See that “is” up there?
If your standards are high enough, self-reference is impossible — only “self”-reference is possible.
This of course trivializes the Liar’s Paradox, splaying out innumerable identities that can have their own individual truth values, but tragically never obtain them:
(Those aforementioned standards don’t even have to be that high. They just have to include, “I care about a thing’s local relationships in some hierarchy or reference strata.”)
This care dissolves not just Liar’s, but any paradox that relies on equivocating across strata.
A 2m informal rundown:
And since it’s up to us whether we care, the paradoxy lives or dies accordingly.
Our hand is on the comparator, so our finger is on the trigger.
Just found your channel today, and I've liked all your posts -- including this one. (I didn't click the like button on every one, tho', so I also /haven't/ liked all of them. No contradiction there.)
I actually use the example of a Car when I talk in class about reference and co-reference -- the one car that belongs to both my wife and me, and a separate car with the same make, model, year and colour owned by my neighbour Jennifer down the street. Even picked the same six properties, and used Q4 for the .equals method. And I relate it to the polysemous question "Do I have the same car as her?" to motivate the distinction between == and .equals.
So I'm quite taken with your articles. But I'm not sure your strategy for resolving paradoxes works. Consider Russell's paradox. If I create a Set of Object in Java, I can add itself to itself:
Set<Object> theSet = new HashSet<>();
System.out.println(containsItself(theSet)); // prints "false"
theSet.add(theSet);
System.out.println(containsItself(theSet)); // prints "true"
I can use a foreach loop (or .stream().anyMatch(...)) in the method to find if a set contains itself:
public static boolean containsItself(Set<Object> givenSet) {
for (Object anElement : givenSet) {
if (anElement == givenSet) {
return true;
}
}
return false;
}
There is only one object involved here -- the HashSet instance that theSet, givenSet and anElement all refer to.

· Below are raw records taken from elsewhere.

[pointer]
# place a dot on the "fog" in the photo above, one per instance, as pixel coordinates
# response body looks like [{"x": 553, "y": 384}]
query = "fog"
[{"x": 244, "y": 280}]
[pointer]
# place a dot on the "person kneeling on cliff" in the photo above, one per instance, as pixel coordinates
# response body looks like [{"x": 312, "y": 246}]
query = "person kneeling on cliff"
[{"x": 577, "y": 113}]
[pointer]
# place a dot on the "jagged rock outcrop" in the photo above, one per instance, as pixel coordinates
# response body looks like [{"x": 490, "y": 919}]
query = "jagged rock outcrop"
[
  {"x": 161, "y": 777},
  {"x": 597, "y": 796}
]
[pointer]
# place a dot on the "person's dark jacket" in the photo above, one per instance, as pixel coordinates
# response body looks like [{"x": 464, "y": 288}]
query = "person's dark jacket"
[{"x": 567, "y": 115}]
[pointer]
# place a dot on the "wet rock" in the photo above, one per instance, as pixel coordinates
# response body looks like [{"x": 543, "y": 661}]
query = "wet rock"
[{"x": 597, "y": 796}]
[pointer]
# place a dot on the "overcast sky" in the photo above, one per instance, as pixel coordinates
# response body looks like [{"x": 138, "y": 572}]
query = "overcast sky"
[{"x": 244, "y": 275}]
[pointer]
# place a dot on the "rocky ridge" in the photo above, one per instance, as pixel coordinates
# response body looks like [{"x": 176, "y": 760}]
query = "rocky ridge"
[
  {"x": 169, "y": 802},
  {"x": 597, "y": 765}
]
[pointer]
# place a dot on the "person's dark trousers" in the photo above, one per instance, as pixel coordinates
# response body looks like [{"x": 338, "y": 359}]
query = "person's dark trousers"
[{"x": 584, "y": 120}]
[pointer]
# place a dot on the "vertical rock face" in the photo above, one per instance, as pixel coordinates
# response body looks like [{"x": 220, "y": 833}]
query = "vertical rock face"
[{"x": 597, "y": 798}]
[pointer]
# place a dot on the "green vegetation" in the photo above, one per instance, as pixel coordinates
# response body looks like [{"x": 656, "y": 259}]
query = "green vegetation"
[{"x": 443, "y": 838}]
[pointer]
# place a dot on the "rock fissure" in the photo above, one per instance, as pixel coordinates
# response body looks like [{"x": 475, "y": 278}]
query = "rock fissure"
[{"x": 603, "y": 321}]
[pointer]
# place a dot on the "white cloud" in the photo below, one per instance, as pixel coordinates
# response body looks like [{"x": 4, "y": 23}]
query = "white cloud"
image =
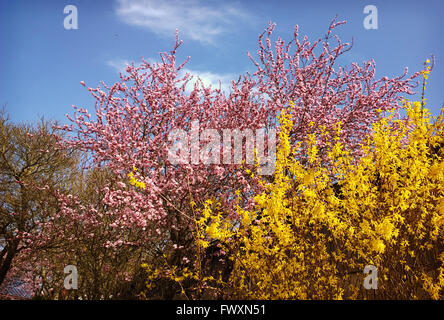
[
  {"x": 195, "y": 19},
  {"x": 209, "y": 78}
]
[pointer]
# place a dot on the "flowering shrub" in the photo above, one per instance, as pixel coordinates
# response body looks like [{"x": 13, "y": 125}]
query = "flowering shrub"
[{"x": 316, "y": 227}]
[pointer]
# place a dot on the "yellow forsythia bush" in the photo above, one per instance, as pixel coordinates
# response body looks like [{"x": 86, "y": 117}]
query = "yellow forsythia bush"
[{"x": 317, "y": 225}]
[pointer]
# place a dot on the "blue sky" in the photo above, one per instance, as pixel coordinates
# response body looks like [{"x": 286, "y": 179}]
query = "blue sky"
[{"x": 41, "y": 63}]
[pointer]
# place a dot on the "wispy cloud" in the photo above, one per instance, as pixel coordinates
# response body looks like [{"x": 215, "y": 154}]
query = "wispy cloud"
[
  {"x": 119, "y": 65},
  {"x": 195, "y": 19},
  {"x": 210, "y": 78}
]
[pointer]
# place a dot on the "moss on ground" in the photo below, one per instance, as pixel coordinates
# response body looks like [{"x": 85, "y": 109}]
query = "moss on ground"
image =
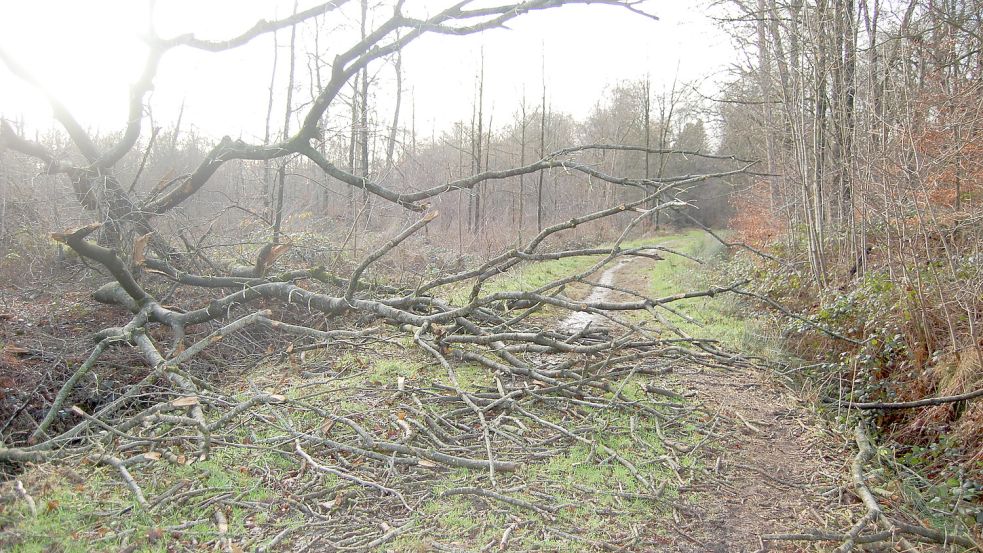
[{"x": 94, "y": 511}]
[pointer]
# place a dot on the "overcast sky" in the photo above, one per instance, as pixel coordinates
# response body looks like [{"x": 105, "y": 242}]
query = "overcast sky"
[{"x": 88, "y": 52}]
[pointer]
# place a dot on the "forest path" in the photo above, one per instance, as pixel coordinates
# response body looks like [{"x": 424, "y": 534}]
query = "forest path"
[{"x": 768, "y": 461}]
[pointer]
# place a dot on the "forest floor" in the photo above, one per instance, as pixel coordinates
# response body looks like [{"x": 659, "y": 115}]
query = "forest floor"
[{"x": 737, "y": 455}]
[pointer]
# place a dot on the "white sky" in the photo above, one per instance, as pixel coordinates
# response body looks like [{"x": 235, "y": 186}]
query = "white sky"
[{"x": 87, "y": 53}]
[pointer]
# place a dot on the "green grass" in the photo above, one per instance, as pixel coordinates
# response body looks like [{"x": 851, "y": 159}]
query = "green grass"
[{"x": 719, "y": 317}]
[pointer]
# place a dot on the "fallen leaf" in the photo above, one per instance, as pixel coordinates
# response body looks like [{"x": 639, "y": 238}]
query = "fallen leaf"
[{"x": 185, "y": 401}]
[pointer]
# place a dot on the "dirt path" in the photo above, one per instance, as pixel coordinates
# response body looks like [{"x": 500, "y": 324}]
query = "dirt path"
[{"x": 767, "y": 465}]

There is no "carbon copy" of the set; there is no distinct "version" of the set inside the set. The == operator determines that givenSet and anElement are referencing the same object -- pointing at the same hunk of memory. It doesn't even look at the HashSet's properties. It doesn't dereference the variables.
The code needs two variables so that the programmer can specify the two roles it needs to play (content and container), but neither /variable/ contains an object. Each variable contains a /reference/ to the object -- a way of talking about (or to) that object. If my wife gets her car painted green, then my car will be green (her car == my car), but Jennifer's car will still be red (my car != her car). If I add my car to theSet (i.e. the object I'm talking about when I use that variable), then the set that theSet contains will also contain my car, because it's the object that contains (and is contained), not the variable.
So the metaphysics of Java allows a set to contain itself -- not just a copy of itself. Which suggests that your method for resolving paradoxes doesn't apply in that metaphysics.
An even simpler example, without the content/container distinction:
public class SelfReferencer {
public final SelfReferencer me = this;
}
Thanks for sharing, Stan. You know I always enjoy your thoughts.